The house’s modern kitchen features a side door and a south-facing set of three-sash windows added by Skahan, whose bottom halves open and slide down behind the counter. Through another door beyond the kitchen is a three-season porch that may have been added by Willeke in the mid-1940s.

The architect’s records, which are archived at the University of Michigan and partially available online, show that Willeke returned in 1944-45 to Cincinnati from his suburban Detroit base to alter the first floor of his sister’s house. With large windows that open to the backyard, the carpeted porch was the perfect place for the reggae band that performed at the Neiheisel and Johnson’s 2006 wedding.

The couple’s property is made up of four parcels, one of which runs behind the house next door. The effect is a deep, L-shaped backyard that Neiheisel gives Skahan credit for turning into an urban oasis of flowering perennial plants and shrubs.
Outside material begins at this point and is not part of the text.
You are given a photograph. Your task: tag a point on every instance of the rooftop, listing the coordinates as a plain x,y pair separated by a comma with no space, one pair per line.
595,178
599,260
“He thought of everything. It’s amazing how well it is designed,” Neiheisel said, pointing to where 10 accent lights hook up to electricity along the back property line and numerous water spigots. The design includes a fire pit, 110-year-old, non-fruit-bearing osage orange tree and garage out back, a trumpet vine over a canvas-covered car port on the side and a front yard with pink blossoming azaleas and a white dogwood tree.

Special features in the house, the couple said, are an extra-large “garden tub” in the full bathroom that Skahan remodeled, two cedar-lined closets in each bedroom, a full bathroom in the basement, backyard access from a mud and storage room under the porch and an 8-foot-square deck on top of it.

“There’s so much about this house we like, it’s going to be tough to walk away from,” Neiheisel said.